Fluctuating performance with two instances of NVENC

I encode AV1 video using NVENC on an RTX 4090, which has two hardware NVENC units.

When running a single instance of the encoder, I achieve a consistent performance of ~25fps. When running two instances of the encoder simultaneously (in hopes of making better use of the available hardware), I sometimes get a cumulative performance of ~50fps (which is what I would expect, since the card has two NVENC hardware units), but often the cumulative performance is much worse, somewhere between 25fps and 40fps.

I can’t find a reason for why the performance fluctuates so wildly in the dual encoder case. Running the same program several times gives me anything between 25fps and 50fps of total encoding speed. Nsight shows that the program keeps the two encoders busy at all times (nvEncEncodePicture calls show up back-to-back in the timeline without gaps in-between), so it can’t be due to not feeding input data fast enough.
I would be very grateful for any help here.

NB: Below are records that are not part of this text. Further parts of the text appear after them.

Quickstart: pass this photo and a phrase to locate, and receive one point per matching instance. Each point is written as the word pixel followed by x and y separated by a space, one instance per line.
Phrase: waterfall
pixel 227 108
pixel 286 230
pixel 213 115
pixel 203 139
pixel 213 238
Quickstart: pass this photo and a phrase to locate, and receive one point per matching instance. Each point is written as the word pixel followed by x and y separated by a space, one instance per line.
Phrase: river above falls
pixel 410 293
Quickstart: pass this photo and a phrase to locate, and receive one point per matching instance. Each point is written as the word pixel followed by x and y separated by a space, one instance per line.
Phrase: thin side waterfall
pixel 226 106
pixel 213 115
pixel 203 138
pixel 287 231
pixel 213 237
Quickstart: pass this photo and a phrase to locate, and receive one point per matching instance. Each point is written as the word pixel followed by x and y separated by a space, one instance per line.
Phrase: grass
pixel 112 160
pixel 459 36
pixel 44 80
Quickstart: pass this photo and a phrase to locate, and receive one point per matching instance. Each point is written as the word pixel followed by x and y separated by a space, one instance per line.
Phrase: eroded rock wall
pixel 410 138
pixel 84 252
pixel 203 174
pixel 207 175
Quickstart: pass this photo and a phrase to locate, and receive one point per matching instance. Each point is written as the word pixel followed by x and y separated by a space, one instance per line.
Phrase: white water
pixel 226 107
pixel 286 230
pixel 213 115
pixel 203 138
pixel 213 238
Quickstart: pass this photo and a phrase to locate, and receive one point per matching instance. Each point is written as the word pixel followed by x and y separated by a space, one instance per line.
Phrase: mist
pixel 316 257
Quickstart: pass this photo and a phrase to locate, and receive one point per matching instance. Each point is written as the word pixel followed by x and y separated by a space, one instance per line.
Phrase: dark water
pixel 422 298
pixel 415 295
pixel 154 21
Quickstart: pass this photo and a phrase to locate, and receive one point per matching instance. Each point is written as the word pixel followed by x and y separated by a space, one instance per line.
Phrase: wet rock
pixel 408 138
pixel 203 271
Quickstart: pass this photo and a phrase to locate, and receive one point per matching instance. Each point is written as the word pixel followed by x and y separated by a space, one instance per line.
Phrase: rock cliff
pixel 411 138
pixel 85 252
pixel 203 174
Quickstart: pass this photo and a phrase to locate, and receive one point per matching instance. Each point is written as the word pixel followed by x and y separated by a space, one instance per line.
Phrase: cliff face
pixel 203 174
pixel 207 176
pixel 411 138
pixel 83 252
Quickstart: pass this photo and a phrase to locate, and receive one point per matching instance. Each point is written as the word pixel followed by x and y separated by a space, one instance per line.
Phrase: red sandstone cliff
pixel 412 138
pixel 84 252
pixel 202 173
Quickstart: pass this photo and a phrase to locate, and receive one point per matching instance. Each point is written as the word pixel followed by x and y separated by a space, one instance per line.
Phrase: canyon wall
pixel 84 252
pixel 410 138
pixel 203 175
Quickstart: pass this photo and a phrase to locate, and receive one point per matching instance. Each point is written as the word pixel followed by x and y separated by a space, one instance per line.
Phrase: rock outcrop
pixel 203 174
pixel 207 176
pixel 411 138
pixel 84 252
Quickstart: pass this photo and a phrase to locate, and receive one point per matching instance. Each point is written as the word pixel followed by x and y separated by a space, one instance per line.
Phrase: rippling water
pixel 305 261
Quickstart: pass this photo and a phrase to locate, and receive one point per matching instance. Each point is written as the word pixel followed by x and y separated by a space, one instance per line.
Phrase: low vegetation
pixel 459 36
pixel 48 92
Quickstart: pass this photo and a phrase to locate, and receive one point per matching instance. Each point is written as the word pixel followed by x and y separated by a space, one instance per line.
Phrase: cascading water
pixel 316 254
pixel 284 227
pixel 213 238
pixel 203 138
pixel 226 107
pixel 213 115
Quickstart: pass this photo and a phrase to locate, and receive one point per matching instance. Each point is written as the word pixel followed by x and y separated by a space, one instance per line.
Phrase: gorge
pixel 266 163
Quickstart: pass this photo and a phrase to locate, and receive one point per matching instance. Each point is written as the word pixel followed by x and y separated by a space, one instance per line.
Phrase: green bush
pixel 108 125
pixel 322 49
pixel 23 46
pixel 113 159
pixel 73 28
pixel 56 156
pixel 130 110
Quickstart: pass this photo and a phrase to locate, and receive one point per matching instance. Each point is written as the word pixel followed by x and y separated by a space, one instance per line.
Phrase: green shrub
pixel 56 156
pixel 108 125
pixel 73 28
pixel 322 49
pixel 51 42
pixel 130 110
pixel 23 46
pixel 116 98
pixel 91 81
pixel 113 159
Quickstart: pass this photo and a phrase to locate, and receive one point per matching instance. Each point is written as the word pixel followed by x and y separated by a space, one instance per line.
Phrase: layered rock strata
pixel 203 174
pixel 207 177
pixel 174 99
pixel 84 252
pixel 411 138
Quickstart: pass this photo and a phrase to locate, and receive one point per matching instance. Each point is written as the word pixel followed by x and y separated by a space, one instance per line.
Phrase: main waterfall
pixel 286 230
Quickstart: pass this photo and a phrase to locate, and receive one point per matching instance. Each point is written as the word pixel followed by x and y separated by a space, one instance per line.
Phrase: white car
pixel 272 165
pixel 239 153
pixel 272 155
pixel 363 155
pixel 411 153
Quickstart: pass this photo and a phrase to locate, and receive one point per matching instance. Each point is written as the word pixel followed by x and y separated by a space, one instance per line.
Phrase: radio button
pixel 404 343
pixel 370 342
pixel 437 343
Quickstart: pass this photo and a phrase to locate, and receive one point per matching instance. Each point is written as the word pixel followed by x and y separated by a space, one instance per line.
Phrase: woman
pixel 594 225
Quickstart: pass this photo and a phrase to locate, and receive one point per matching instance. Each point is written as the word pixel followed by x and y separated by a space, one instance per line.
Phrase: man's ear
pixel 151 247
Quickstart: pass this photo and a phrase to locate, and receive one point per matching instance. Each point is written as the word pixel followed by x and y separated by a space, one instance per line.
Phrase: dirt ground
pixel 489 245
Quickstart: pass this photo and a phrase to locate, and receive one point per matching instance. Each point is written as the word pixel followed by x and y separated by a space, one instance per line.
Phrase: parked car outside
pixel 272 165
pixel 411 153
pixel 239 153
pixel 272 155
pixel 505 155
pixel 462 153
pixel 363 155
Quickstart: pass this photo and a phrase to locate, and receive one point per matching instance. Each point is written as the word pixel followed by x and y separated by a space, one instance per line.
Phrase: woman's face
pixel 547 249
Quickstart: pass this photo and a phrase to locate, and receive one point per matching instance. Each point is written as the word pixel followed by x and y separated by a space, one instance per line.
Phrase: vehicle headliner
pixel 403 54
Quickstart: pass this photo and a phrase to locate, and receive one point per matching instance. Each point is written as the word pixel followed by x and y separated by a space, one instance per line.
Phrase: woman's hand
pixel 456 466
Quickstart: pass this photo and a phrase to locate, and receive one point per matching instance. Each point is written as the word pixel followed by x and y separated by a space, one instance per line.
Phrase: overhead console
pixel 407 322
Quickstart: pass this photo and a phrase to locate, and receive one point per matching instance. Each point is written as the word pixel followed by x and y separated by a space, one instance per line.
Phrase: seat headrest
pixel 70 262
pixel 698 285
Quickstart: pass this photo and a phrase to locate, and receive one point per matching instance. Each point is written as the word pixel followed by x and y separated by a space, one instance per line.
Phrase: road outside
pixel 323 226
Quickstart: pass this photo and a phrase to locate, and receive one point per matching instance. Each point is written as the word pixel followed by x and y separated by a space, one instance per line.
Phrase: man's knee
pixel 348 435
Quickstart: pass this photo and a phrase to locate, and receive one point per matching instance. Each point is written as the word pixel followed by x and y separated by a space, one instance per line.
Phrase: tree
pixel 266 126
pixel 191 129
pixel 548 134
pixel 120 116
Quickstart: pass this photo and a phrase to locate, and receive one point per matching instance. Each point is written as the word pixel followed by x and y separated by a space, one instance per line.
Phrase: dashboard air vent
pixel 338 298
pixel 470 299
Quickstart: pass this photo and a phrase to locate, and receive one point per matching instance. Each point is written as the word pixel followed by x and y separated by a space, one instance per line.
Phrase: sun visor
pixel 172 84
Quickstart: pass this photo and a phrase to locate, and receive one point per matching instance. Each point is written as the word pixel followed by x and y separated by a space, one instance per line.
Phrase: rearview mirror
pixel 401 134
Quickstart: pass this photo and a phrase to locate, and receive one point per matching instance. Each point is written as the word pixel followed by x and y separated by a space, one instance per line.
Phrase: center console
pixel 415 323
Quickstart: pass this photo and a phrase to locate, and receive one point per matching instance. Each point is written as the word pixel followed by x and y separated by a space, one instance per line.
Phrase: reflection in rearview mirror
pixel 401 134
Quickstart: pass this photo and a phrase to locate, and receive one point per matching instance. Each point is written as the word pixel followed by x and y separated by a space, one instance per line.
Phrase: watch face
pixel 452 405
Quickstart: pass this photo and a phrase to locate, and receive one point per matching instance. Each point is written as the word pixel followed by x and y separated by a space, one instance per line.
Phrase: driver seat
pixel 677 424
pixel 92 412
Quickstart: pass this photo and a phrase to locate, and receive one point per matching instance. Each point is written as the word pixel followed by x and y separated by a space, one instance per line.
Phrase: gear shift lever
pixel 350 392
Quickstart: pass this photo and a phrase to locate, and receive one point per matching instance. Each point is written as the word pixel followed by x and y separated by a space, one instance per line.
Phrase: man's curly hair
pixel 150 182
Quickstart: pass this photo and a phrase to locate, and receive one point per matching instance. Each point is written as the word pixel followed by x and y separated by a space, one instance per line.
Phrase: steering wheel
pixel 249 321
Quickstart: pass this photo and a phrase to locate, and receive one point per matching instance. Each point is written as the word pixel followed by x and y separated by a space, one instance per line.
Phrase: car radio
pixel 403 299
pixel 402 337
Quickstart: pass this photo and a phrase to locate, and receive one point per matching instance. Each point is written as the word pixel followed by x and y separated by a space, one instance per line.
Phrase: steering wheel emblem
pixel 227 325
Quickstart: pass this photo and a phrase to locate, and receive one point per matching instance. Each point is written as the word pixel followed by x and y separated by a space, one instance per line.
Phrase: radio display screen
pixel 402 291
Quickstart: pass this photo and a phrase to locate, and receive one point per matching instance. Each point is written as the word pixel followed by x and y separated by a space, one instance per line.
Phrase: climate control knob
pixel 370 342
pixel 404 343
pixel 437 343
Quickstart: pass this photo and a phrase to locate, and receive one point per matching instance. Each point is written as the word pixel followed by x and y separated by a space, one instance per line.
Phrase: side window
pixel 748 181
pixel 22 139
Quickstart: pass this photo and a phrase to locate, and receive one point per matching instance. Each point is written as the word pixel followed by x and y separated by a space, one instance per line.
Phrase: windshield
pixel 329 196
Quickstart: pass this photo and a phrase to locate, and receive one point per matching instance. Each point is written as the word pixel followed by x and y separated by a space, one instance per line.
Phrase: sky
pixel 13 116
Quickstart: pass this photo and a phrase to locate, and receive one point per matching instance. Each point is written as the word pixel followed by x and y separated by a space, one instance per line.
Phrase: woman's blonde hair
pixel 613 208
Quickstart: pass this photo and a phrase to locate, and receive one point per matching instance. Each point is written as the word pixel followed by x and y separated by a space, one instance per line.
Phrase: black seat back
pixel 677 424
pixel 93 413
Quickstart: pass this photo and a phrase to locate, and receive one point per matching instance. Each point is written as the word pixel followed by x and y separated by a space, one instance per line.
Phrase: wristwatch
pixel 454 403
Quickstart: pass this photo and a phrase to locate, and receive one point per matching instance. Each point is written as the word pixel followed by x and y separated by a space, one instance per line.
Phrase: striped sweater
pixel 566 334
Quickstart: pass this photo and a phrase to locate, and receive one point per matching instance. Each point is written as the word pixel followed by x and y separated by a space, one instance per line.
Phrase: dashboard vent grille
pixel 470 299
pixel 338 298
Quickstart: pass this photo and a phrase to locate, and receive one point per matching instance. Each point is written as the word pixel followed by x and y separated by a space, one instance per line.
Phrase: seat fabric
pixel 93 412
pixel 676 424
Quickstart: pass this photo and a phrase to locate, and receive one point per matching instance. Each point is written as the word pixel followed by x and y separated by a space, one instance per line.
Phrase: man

According to Video Encode and Decode GPU Support Matrix | NVIDIA Developer

The 4090 has 2 nvenc engines and allows 8 concurrent sessions.

Did you do an experiment where the video to encode are different, in particular, with different complications ?

Did you observe that the slow down is happening at the same moment of the video or is it “random” (different every time you encode the same videos) ?

I think it may be due to the video content, which may give more of less workload to the nvenc engines.